According to a statement by the company, the deposit base grew by 7.8 per cent when compared with N769.6 billion achieved in 2015. Its net loans rose by 23 per cent to N711 billion against N578.2 billion in the comparative period.
The company explained that the net loans growth demonstrated the bank’s commitment towards supporting critical sectors of the economy.
However, the bank posted a decline of 2.6 per cent and 35.0 per cent in its gross earnings and profit before tax (PBT) respectively.
It explained that total assets increased by 13.5 per cent to N1.39 trillion from N1. 23 trillion in 2015, while total expenses rose by 10 per cent to N31.7 billion from N28.8 billion in the preceding period of 2015.
The bank’s operating income increased to N43.6 billion from N42.0 billion in the preceding year, representing a 3.6 per cent increase.
The Managing Director of the bank, Nnamdi Okonkwo explained that the financial performance was a reflective of the general slowdown in business activities due to lower government revenues.

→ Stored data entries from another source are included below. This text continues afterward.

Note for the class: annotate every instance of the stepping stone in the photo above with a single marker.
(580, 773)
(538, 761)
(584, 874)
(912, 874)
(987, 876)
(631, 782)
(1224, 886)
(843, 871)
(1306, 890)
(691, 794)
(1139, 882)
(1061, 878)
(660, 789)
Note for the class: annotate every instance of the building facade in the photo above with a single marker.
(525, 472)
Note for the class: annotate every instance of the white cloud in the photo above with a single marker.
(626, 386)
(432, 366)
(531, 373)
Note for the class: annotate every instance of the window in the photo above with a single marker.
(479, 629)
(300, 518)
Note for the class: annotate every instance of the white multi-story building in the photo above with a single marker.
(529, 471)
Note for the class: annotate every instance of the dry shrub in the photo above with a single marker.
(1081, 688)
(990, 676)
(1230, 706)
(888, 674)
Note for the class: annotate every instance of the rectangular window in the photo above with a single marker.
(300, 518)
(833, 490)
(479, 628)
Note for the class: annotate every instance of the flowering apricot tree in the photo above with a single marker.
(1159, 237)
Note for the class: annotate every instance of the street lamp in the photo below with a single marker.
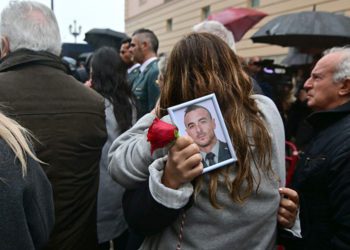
(74, 32)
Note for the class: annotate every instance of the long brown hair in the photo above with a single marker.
(201, 64)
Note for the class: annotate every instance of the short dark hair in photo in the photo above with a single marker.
(195, 107)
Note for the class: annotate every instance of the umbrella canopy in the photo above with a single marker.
(296, 58)
(238, 20)
(309, 29)
(104, 37)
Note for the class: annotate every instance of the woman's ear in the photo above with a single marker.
(5, 47)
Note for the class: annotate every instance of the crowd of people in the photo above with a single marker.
(77, 172)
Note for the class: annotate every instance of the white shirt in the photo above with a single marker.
(144, 65)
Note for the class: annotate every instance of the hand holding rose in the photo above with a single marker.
(184, 163)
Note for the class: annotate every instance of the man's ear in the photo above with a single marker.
(344, 90)
(5, 47)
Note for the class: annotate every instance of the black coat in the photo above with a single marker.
(27, 211)
(322, 179)
(68, 120)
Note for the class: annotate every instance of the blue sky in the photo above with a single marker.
(89, 14)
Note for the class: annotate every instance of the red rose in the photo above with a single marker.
(161, 134)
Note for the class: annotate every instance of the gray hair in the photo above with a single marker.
(342, 70)
(162, 63)
(30, 25)
(216, 28)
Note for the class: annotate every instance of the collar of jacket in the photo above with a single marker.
(323, 119)
(25, 57)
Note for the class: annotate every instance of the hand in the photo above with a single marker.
(288, 209)
(156, 110)
(88, 83)
(184, 163)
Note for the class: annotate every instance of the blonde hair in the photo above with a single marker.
(17, 138)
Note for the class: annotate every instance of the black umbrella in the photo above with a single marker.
(309, 29)
(104, 37)
(296, 58)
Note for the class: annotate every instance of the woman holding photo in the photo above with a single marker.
(233, 207)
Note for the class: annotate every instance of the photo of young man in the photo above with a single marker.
(200, 126)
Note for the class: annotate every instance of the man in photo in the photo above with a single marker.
(201, 127)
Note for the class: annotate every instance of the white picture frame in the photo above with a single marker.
(226, 151)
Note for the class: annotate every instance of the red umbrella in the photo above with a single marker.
(238, 20)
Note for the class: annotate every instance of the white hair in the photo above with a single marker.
(30, 25)
(342, 70)
(216, 28)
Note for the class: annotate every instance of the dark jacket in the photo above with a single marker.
(146, 89)
(322, 179)
(68, 120)
(224, 154)
(27, 212)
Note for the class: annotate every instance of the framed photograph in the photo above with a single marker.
(202, 120)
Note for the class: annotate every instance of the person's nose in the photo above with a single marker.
(199, 129)
(308, 83)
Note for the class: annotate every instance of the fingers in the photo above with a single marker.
(183, 164)
(286, 218)
(182, 142)
(290, 194)
(288, 209)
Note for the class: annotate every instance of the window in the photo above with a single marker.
(254, 3)
(169, 24)
(205, 12)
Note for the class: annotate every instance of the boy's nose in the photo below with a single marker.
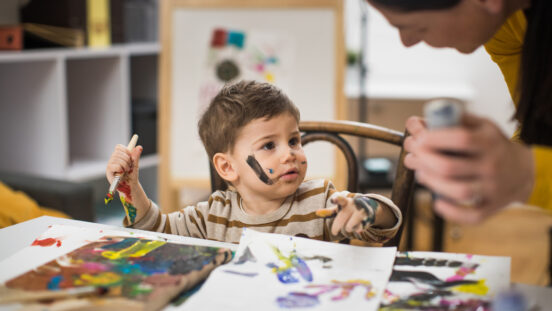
(408, 39)
(289, 154)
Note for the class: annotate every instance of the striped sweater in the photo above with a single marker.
(221, 218)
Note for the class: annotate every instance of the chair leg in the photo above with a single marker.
(438, 229)
(410, 217)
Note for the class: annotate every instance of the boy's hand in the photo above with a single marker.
(124, 161)
(353, 214)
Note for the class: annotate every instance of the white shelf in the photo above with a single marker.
(64, 110)
(407, 89)
(85, 52)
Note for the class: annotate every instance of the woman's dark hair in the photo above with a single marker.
(415, 5)
(534, 110)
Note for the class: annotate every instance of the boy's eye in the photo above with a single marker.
(268, 146)
(294, 141)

Okonkwo said that rising inflation rate, lower disposable income and tougher operating environment for most sectors of the economy and the impact of the devaluation on asset quality contributed to the financial performance.

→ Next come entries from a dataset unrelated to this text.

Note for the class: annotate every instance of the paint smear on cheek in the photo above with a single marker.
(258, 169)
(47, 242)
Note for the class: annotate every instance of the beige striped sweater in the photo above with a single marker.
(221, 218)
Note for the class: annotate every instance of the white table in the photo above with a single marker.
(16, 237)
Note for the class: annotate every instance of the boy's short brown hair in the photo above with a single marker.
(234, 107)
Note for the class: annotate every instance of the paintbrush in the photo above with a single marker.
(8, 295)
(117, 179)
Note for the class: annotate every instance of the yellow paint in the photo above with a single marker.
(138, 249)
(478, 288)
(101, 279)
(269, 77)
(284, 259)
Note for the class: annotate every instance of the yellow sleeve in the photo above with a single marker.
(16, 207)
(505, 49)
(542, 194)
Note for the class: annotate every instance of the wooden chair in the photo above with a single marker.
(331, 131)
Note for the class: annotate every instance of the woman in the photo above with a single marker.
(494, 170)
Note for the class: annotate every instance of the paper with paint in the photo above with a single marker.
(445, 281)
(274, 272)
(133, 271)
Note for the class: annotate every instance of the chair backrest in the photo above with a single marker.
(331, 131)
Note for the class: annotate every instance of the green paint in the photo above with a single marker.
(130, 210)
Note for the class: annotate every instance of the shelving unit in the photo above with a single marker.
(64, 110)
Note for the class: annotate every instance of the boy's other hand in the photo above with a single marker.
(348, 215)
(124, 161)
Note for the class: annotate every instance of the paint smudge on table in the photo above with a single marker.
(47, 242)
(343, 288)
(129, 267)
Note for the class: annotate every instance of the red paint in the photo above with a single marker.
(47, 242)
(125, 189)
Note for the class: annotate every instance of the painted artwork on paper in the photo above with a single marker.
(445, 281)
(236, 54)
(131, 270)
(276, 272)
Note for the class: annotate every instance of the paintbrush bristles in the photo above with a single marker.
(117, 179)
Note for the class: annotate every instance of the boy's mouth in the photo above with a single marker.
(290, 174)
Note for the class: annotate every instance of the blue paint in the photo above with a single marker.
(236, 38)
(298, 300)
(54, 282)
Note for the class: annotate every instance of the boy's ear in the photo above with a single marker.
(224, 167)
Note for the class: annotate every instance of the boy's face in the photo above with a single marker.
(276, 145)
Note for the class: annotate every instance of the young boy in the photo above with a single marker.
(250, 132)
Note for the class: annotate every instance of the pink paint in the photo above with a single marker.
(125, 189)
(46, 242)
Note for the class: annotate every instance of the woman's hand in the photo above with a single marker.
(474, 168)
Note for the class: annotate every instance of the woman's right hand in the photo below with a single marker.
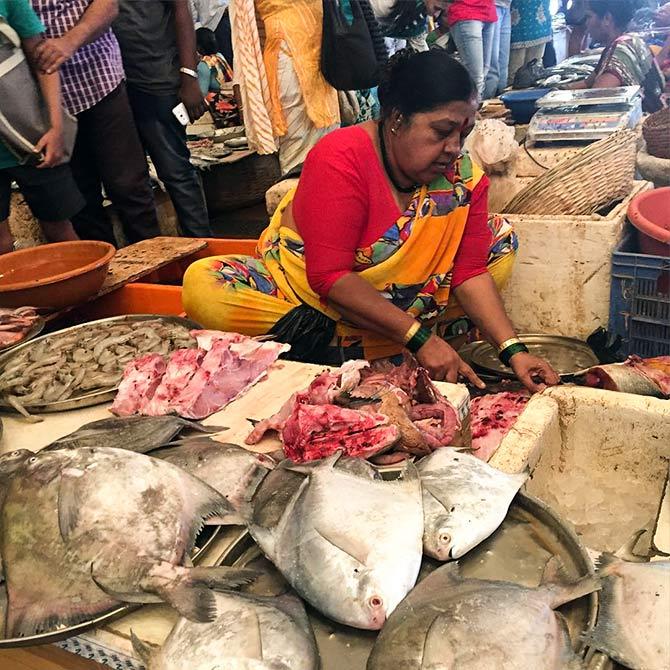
(444, 364)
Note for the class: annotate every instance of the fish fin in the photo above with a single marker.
(627, 551)
(308, 468)
(145, 650)
(193, 596)
(264, 538)
(607, 564)
(68, 505)
(346, 543)
(555, 572)
(209, 506)
(565, 593)
(409, 474)
(433, 492)
(197, 426)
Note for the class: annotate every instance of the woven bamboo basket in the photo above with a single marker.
(656, 133)
(597, 176)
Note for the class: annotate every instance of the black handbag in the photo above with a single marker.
(348, 57)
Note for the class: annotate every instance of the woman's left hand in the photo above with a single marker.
(528, 368)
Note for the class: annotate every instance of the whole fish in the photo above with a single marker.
(464, 501)
(100, 527)
(349, 545)
(231, 470)
(621, 377)
(634, 614)
(249, 633)
(451, 623)
(136, 433)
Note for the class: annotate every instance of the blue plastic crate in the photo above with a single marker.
(640, 299)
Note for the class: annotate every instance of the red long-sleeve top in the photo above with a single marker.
(472, 10)
(344, 202)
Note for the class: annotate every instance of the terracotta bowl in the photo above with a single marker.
(54, 276)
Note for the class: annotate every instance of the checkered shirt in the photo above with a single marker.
(95, 69)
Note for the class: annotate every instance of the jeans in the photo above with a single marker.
(164, 139)
(108, 151)
(496, 80)
(474, 41)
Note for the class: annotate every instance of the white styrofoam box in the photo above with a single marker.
(561, 279)
(598, 458)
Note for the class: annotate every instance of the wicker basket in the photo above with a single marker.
(656, 132)
(597, 176)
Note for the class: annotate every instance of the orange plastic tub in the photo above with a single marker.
(649, 212)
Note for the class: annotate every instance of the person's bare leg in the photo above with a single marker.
(6, 239)
(58, 231)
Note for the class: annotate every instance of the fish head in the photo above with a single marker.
(13, 461)
(372, 605)
(438, 538)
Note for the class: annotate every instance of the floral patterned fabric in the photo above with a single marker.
(410, 265)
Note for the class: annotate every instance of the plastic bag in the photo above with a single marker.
(308, 331)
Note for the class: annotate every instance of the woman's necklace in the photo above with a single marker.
(387, 165)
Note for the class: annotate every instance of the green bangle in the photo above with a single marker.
(419, 339)
(506, 354)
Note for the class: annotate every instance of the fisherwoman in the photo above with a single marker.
(386, 240)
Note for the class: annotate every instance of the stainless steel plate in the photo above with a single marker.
(202, 544)
(566, 354)
(37, 328)
(90, 398)
(518, 552)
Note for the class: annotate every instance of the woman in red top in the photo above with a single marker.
(471, 24)
(385, 240)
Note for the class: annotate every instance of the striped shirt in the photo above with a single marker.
(95, 69)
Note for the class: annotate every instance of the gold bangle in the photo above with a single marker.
(507, 343)
(413, 329)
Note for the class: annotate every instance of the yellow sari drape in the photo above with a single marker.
(410, 265)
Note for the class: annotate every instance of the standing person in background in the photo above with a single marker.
(48, 188)
(472, 25)
(108, 151)
(304, 105)
(496, 80)
(531, 30)
(214, 15)
(157, 41)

“Despite the headwinds above, we continued with the disciplined execution of our medium term strategy and recorded decent growth on key operational metrics; deposits, loans, net interest income, electronic banking income and operating income”, Okonkwo said.
“We have taken a very prudent view of the impact of the currency devaluation, tougher operating environment and declining consumer disposable income on selected sectors of our loan portfolio”, he said.

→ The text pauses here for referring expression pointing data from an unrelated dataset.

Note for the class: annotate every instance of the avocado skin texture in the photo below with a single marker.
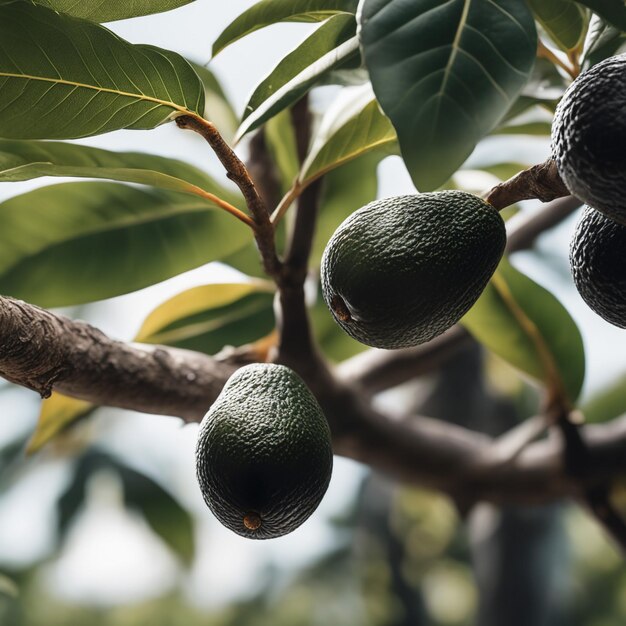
(589, 137)
(402, 270)
(598, 263)
(264, 448)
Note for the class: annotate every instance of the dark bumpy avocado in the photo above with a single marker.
(400, 271)
(598, 262)
(264, 457)
(589, 137)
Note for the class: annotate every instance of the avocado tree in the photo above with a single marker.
(426, 80)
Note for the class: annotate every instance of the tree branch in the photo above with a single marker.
(540, 181)
(525, 233)
(44, 351)
(377, 370)
(238, 173)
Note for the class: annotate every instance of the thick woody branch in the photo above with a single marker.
(377, 370)
(44, 351)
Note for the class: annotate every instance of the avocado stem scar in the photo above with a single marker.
(252, 521)
(340, 309)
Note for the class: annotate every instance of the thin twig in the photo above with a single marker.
(296, 342)
(287, 200)
(240, 215)
(238, 173)
(526, 230)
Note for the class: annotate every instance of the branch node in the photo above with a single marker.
(541, 182)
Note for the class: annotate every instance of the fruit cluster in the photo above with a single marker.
(397, 273)
(589, 146)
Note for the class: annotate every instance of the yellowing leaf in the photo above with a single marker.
(196, 300)
(56, 413)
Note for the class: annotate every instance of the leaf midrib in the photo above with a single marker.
(125, 94)
(121, 225)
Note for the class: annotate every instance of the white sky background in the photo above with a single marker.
(228, 564)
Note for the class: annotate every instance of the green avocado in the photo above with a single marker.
(589, 137)
(402, 270)
(264, 457)
(598, 262)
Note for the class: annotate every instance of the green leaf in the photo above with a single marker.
(345, 190)
(64, 78)
(268, 12)
(565, 21)
(536, 128)
(8, 588)
(281, 143)
(613, 11)
(111, 10)
(326, 38)
(78, 242)
(292, 91)
(208, 317)
(603, 41)
(25, 160)
(217, 107)
(163, 513)
(446, 74)
(354, 126)
(528, 327)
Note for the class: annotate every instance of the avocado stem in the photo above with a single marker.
(340, 308)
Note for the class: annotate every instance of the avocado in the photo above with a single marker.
(264, 456)
(589, 137)
(402, 270)
(598, 263)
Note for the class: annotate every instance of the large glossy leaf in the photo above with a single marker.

The managing director said the bank would continue to ensure that its regulatory ratios remained above the regulatory thresholds.
“Our other regulatory ratios (liquidity ratio and capital adequacy ratio) remained above the set thresholds though capital adequacy ratio declined to 16.3 percent principally driven by the growth in our loan book and other earning assets.
“Key objectives for the 2016 full year remains; redesigning our systems and processes to enhance service delivery, cost optimisation initiatives to reduce expenses by 5.0 percent,” Okonkwo stated.
He added that the bank would pursue proactive risk management, increase customer adoption to its digital platforms and enhance retail banking to boost market share.